By 1883, Gauguin had stopped working as a stockbroker so that he could fully devote himself to his art. He also soon parted ways from his wife and children, and eventually went to Brittany, France. In 1888, Gauguin created one of his most famous paintings, "Vision of the Sermon." The boldly colored work showed the Biblical tale of Jacob wrestling with the angel. The following year, Gauguin painted "The Yellow Christ," a striking portrayal of the crucifixion of Jesus.

Gauguin was one of the art world's more colorful characters. He referred to himself as a savage, and claimed to have Inca blood. Fond of alcohol and carousing, Gauguin eventually contracted syphilis. He was friends with fellow artist Vincent van Gogh. In 1888, Gauguin and van Gogh spent several weeks together at van Gogh's home in Arles, but their time together ended after van Gogh pulled a razor on Gauguin during an argument.
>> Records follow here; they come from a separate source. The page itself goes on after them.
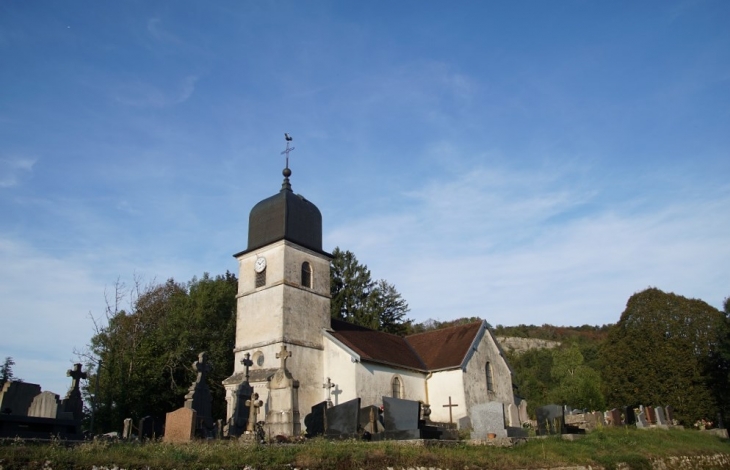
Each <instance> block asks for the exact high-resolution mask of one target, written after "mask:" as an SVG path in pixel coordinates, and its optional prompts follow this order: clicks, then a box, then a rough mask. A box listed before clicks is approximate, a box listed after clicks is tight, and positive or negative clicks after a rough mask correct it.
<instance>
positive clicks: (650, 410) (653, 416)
mask: <svg viewBox="0 0 730 470" xmlns="http://www.w3.org/2000/svg"><path fill="white" fill-rule="evenodd" d="M644 415H645V416H646V422H647V423H649V424H656V413H654V407H652V406H647V407H646V408H645V409H644Z"/></svg>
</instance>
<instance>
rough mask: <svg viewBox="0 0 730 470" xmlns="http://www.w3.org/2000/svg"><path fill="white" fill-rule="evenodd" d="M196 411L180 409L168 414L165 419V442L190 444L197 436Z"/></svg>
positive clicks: (177, 409) (192, 409)
mask: <svg viewBox="0 0 730 470" xmlns="http://www.w3.org/2000/svg"><path fill="white" fill-rule="evenodd" d="M196 414H197V413H196V411H195V410H194V409H192V408H179V409H177V410H175V411H172V412H170V413H167V417H166V418H165V436H164V438H163V440H164V441H165V442H190V441H192V440H193V436H194V435H195V423H196V422H197V421H196V416H195V415H196Z"/></svg>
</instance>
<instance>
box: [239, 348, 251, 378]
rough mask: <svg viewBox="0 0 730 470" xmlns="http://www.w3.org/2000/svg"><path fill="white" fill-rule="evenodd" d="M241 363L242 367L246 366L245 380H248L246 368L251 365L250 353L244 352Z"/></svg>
mask: <svg viewBox="0 0 730 470" xmlns="http://www.w3.org/2000/svg"><path fill="white" fill-rule="evenodd" d="M241 364H243V365H244V367H246V382H248V377H249V376H248V368H249V367H251V366H252V365H253V361H252V360H251V354H250V353H246V355H245V356H243V359H241Z"/></svg>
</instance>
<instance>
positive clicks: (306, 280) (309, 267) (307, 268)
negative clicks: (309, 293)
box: [302, 261, 312, 289]
mask: <svg viewBox="0 0 730 470" xmlns="http://www.w3.org/2000/svg"><path fill="white" fill-rule="evenodd" d="M302 286H303V287H308V288H310V289H311V288H312V265H311V264H309V262H308V261H305V262H303V263H302Z"/></svg>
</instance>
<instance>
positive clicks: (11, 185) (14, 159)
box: [0, 157, 37, 188]
mask: <svg viewBox="0 0 730 470" xmlns="http://www.w3.org/2000/svg"><path fill="white" fill-rule="evenodd" d="M36 161H37V160H36V159H35V158H28V157H7V158H0V188H10V187H13V186H17V185H18V184H20V182H21V180H22V179H23V178H25V177H27V175H28V174H30V173H32V172H33V166H34V165H35V163H36Z"/></svg>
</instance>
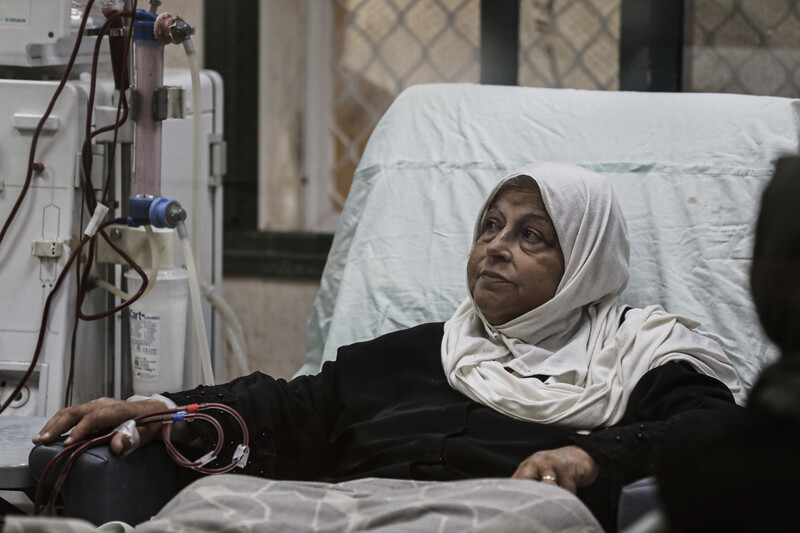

That same year, Gaugin produced the now-famous oil painting "Vision After the Sermon."

Artist in Exile

In 1891, Gauguin sought to escape the constructions of European society, and he thought that Tahiti might offer him some type of personal and creative freedom. Upon moving to Tahiti, Gauguin was disappointed to find that French colonial authorities had westernized much of the island, so he chose to settle among the native peoples, and away from the Europeans living in the capital.

Around this time, Gauguin borrowed from the native culture, as well as his own, to create new, innovative works. In "La Orana Maria," he transformed the Christian figures of the Virgin Mary and Jesus into a Tahitian mother and child. Gauguin made many other works during this time, including a carved sculpture called "Oviri"—a word that originated from the Tahitian word for "savage," although, according to Gauguin, the sculpted female figure was actually a portrayal of a goddess. Known to have a predilection for young girls, Gauguin became involved with a 13-year-old Tahitian girl, who served as a model for several of his paintings.

In 1893, Gauguin returned to France to show some off his Tahitian pieces. The response to his artwork was mixed, and he failed to sell much. Critics and art buyers didn't know what to make his primitivist style. Before long, Gauguin returned to French Polynesia. He continued to paint during this time, creating one of his later masterpieces—the canvas painting "Where Do We Come From? What Are We? Where Are We Going?" is Gauguin's depiction of the human life cycle.

In 1901, Gauguin moved to the more remote Marquesas Islands. By this time, his health had been declining; he had experienced several heart attacks, and continued to suffer from his advancing case of syphilis. On May 3, 1903, Gauguin died at his isolated island home, alone. He was nearly out of money at the time—it wasn't until after his death that Gauguin's art began receiving great acclaim, eventually influencing the likes of Pablo Picasso and Henri Matisse.